Validates chat identity before calls cross into an LLM service. This covers supply-chain and model-integrity concerns related to OWASP LLM03; see https://genai.owasp.org/llm-top-10/.
Usage
trust_boundary(
chat = NULL,
allowed_models = NULL,
allowed_hosts = NULL,
require_hash = NULL,
...
)Arguments
- chat
An
ellmerchat object, an object with$chat(), or a function.- allowed_models
Optional character vector of allowed model names.
- allowed_hosts
Optional character vector of allowed hosts or base URLs.
- require_hash
Optional expected SHA-256 hash for an Ollama modelfile manifest.
- ...
Reserved for backwards-compatible aliases.
Details
trust_boundary() returns a chat wrapper. The wrapper validates the chat on
creation and again on each call when require_hash is supplied.
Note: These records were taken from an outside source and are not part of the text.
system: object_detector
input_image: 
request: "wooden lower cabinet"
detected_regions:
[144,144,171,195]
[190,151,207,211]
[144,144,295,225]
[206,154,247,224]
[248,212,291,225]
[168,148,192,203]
Plain
functions are passed through without model or host checks because a function
has no standard model metadata. Chat objects with a $chat() method may
expose model and host fields through common ellmer-style internals or
attributes.
allowed_models and allowed_hosts are allowlists. If the chat exposes a
model or host and it is outside the allowlist, the wrapper raises an OWASP
LLM03 error. require_hash is intended for local Ollama workflows where the
model manifest can be checked with ollama show --modelfile.
This function is not a network firewall. It is an application-level assertion that the chat object being called is the chat object you intended to allow.
Examples
chat <- function(prompt) paste("ok:", prompt)
safe_chat <- trust_boundary(chat)
safe_chat("hello")
#> [1] "ok: hello"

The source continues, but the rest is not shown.